The Office of Inspector General (OIG) tied home health agencies and physician as both liable in violating the Federal anti-kickback statute when agencies paid, and physicians received payment for home health referrals.
Here's what the OIG's alert, published Wednesday, June 22, 2016 says:
Alert: Improper Arrangements and Conduct Involving Home Health Agencies and Physicians
Recent investigations and Office of Inspector General (OIG) studies have found that home health services are vulnerable to fraud, waste, and abuse. The Federal government is stepping up its enforcement efforts in this area. In the past year, the Federal government has obtained criminal convictions and reached civil settlements with several home health agencies (HHAs), individual physicians, and heads of home-visiting physician companies that defrauded Medicare by, among other conduct, making (or accepting) payments for patient referrals, falsely certifying patients as homebound, and billing for medically unnecessary services or for services that were not rendered.
The government alleged that HHAs violated the Federal anti-kickback statute1 by paying physicians, either directly or indirectly, in return for their referrals of Medicare beneficiaries to the HHAs for home health services. The government also alleged that the physicians violated the Federal anti-kickback statute by soliciting or receiving payments, either directly or indirectly, from the HHAs in return for referring Medicare beneficiaries to the HHAs. In some instances, these payments were disguised as compensation arrangements for services provided, such as payments purportedly for serving as the medical director of an HHA.
HHAs and physicians that wish to enter into compensation arrangements for services provided must ensure that those arrangements and the payments under them are fair market value and commercially reasonable in the absence of Federal health care program referrals. Although many compensation arrangements are legitimate, a compensation arrangement may violate the Federal anti-kickback statute if even one purpose of the arrangement is to compensate a physician for his or her past or future referrals of Federal health care program business. Payments made (or received) to induce (or in return for) referrals, or for arranging for referrals, potentially raise a number of concerns, including corruption of medical judgment, patient steering, overutilization, increased costs to Federal health care programs, and unfair competition.

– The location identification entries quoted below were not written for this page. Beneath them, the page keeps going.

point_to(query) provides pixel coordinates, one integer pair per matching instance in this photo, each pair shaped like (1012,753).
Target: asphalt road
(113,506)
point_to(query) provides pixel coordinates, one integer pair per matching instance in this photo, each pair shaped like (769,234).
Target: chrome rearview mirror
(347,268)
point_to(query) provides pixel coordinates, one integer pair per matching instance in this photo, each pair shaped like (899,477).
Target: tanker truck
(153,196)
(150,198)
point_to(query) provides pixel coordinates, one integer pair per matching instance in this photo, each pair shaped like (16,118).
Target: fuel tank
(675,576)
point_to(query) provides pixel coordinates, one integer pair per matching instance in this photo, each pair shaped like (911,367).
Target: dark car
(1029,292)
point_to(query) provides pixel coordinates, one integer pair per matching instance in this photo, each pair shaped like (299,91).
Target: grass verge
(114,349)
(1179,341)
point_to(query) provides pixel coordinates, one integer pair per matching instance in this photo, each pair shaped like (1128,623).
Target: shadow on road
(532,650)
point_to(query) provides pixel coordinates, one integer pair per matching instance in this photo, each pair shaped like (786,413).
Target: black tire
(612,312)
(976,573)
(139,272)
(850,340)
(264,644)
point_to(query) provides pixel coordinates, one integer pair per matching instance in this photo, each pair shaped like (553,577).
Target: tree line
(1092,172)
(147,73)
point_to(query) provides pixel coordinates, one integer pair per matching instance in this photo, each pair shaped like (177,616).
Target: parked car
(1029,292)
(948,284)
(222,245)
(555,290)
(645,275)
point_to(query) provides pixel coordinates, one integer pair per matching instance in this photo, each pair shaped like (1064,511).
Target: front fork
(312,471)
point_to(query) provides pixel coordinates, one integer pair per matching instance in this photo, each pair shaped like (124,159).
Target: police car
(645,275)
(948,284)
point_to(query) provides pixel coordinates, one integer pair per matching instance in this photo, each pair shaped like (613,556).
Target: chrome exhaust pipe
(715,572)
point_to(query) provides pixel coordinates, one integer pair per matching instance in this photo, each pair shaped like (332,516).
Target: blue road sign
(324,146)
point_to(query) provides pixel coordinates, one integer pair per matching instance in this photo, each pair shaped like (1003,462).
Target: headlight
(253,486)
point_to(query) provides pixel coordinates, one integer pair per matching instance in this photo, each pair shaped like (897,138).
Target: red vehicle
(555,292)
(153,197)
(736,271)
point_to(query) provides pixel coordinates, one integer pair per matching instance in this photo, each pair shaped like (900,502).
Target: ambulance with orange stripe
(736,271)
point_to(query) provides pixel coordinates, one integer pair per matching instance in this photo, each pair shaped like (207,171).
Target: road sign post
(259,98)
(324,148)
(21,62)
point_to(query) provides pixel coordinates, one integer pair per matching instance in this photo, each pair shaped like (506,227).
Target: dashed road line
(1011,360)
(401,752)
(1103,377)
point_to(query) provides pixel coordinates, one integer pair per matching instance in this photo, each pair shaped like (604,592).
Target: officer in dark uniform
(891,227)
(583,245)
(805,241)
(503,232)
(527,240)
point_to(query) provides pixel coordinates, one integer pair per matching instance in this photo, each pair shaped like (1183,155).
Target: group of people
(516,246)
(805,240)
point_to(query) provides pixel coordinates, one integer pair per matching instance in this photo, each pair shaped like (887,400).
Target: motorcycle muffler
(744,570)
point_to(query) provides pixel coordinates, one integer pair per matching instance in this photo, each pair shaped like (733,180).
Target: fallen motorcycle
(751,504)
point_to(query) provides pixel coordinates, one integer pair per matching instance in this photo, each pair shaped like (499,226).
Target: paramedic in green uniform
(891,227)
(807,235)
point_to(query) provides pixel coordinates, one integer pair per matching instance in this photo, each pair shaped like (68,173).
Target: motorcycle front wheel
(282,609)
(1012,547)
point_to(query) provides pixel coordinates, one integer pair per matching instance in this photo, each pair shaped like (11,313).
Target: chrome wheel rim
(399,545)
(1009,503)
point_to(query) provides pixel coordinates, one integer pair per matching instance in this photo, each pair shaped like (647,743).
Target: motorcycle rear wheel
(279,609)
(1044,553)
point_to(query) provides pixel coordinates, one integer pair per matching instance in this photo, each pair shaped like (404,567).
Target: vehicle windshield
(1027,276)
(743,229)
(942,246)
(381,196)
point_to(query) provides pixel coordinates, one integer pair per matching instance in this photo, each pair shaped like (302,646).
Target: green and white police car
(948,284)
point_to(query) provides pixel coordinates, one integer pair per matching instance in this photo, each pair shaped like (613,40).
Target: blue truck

In addition to the alleged Federal anti-kickback statute violations, the government alleged that HHAs, physicians, and heads of home-visiting physician companies violated other Federal laws, including the health care fraud statute2 and the statute prohibiting false statements relating to health care matters.3 For example, the government alleged that HHAs billed Medicare for medically unnecessary nursing services provided to patients who were not confined to the home, and that the home-visiting physician companies upcoded patient visits (i.e., billed at a level higher than warranted) and billed for care plan oversight services that were not actually rendered. The government also alleged that the physicians falsely certified patients as confined to the home when they were not actually homebound. In OIG’s experience, the physicians participating in these schemes typically were not the Medicare beneficiaries’ primary care physicians, who often were unaware that their patients were receiving home health services. These types of fraudulent activities result in substantial additional costs to Federal health care programs.
HHAs must ensure that Medicare beneficiaries who receive home health services are confined to the home and require these services.4 OIG encourages HHAs and physicians to carefully evaluate the terms of any compensation arrangements they may have with each other, and to ensure that the home health services provided to Medicare beneficiaries are both reasonable and necessary.
Those individuals and entities that commit fraud involving Federal health care programs are subject to possible criminal, civil, and administrative sanctions. For more information on HHAs, see http://oig.hhs.gov/reports-and-publications/portfolio/home-health/.
If you have information about HHAs, physicians, or others engaging in any of the activities described above, contact the OIG Hotline at https://forms.oig.hhs.gov/hotlineoperations/ or by telephone at 1-800-447-8477 (1-800-HHS-TIPS).
1 42 U.S.C. § 1320a-7b(b).
2 18 U.S.C. § 1347.
3 18 U.S.C. § 1035.
4 A more complete description of the conditions that must be satisfied before Medicare will pay for home health services may be found in the Medicare Benefit Policy Manual, Chapter 7, Section 30, available at: https://www.cms.gov/Regulations-and- Guidance/Guidance/Manuals/downloads/bp102c07.pdf, which sets forth the Centers for Medicare & Medicaid Services’ policy regarding the implementation of sections 1814(a)(2)(C) and 1835(a)(2)(A) of the Social Security Act (42 U.S.C. §§ 1395f(a)(2)(C) and 1395n(a)(2)(A)).